La Gazette de la grande ile

Rentrée scolaire ; L’impatience des uns, la hantise des autres !

Publié le 06 septembre 2017

Comme chaque année à la même période, parents et élèves convergent vers les nombreux établissements scolaires de la capitale. Du moins, ceux qui disposent d’une homologation et qui suivent le programme scolaire français. Pour de nombreuses familles, l’enthousiasme est au rendez-vous, pour d’autres en revanche, le mois de septembre est un véritable cauchemar.

La grande braderie de Madagascar qui s’est tenue le weekend dernier a annoncé la couleur : l’année scolaire 2017 – 2018 pointe le bout de son nez. Si l’achat des fournitures peut s’avérer être une partie de plaisir pour les enfants, ce n’est pas forcément le cas de tous les parents. Certains doivent réaliser des prouesses financières hors du commun pour pouvoir scolariser leurs enfants. Et vu le coût de la vie actuelle, on comprendra aisément que cette année encore le taux de déperdition scolaire risque d’être particulièrement élevé. Au niveau des enfants, l’événement sera surtout marqué par les retrouvailles avec leurs camarades de classe. Mais quoi qu’il n’en coûte, le programme scolaire devra être achevé au bout de dix mois. Les classes d’examen auront donc fort à faire pour tenter d’obtenir une mise en valeur supplémentaire de leurs années d’études. Pour les étudiants, les collégiens, et les lycéens, les vacances sont bel et bien finies. Mais, pour les nombreux usagers de la route, la période rime également avec bouchon, et plus particulièrement pendant les heures de pointes. L’état d’énervement est d’ailleurs palpable, en voyant les nombreux automobilistes qui prennent leur mal en patience. Dans les abords et les environnements immédiats de ces dits établissements, la circulation est littéralement paralysée. Qu’en sera-t-il à partir du 23 octobre ? Jour correspondant à la rentrée scolaire de tous les établissements scolaires qui suivent le programme malgache. Notre réflexion nous pousse à nous demander s’il ne serait pas temps de réformer le système éducatif national pour harmoniser un peu le tout ? Et pourquoi, effectuer une réforme encore plus grande.

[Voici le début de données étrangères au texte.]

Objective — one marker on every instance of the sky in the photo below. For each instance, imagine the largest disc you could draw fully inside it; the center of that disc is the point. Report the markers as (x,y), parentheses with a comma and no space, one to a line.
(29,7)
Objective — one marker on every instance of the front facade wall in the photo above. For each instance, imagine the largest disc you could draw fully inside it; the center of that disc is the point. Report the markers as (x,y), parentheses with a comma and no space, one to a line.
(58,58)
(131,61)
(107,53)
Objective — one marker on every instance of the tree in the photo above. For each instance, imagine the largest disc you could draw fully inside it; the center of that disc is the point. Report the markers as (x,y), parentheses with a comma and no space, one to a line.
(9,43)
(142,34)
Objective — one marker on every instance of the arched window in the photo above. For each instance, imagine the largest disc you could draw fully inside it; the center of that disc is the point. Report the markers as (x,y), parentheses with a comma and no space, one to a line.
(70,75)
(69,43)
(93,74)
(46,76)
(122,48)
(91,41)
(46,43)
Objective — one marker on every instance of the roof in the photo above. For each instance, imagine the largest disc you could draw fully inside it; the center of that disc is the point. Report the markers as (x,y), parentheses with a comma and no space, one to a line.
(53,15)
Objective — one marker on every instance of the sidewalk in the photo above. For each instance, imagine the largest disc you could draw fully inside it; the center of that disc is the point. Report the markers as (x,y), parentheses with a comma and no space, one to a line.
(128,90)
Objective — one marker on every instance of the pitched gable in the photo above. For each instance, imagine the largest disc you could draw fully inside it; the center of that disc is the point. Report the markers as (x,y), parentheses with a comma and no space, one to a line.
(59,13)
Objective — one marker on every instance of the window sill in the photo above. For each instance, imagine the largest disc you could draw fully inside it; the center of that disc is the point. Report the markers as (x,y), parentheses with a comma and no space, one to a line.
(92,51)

L’éducation scolaire représente un moyen qui permet aux générations futures de partir sur de bonnes bases. C’est pourquoi, il est important que l’aménagement du programme scolaire, des horaires d’arrivées et de départs des étudiants permettent aux parents de prendre leurs dispositions. Pour le système scolaire français, les étudiants débutent généralement leurs cours à sept heures quarante cinq, le matin pour finir, selon la classe entre seize heures trente et dix-sept heures trente. Un aménagement qui permet donc aux parents de prendre les dispositions qui s’imposent pour pouvoir ramener leurs enfants à l’école, et être à leur côté à leur arrivée à la maison. Là où la réforme pourrait être utile c’est d’abord au niveau de ces horaires. Dans le système malgache, de nombreuses clases commencent les cours à sept heures du matin pour ne finir qu’à dix-huit heures, voire même dix-neuf heures. Une charge de travail qui met en question la faculté d’assimilation des étudiants, sans parler du poids des fournitures transportées. L’autre point qui mériterait réflexion serait celui de la rentrée des clases. Pourquoi ne pas caler des vacances pendant la saison cyclonique.

Si, effectivement, les jeunes, en l’occurrence les étudiants représentent l’avenir de ce pays, pourquoi ne pas leur donner tous les moyens pour réussir. En ne mettant pas leurs enfants dans des établissements qui suivent le programme malgache, les dirigeants avouent indirectement que le système éducatif national comporte des lacunes. Pourquoi ne pas commencer à le modifier pour le bien-être de tous ?

Johan R.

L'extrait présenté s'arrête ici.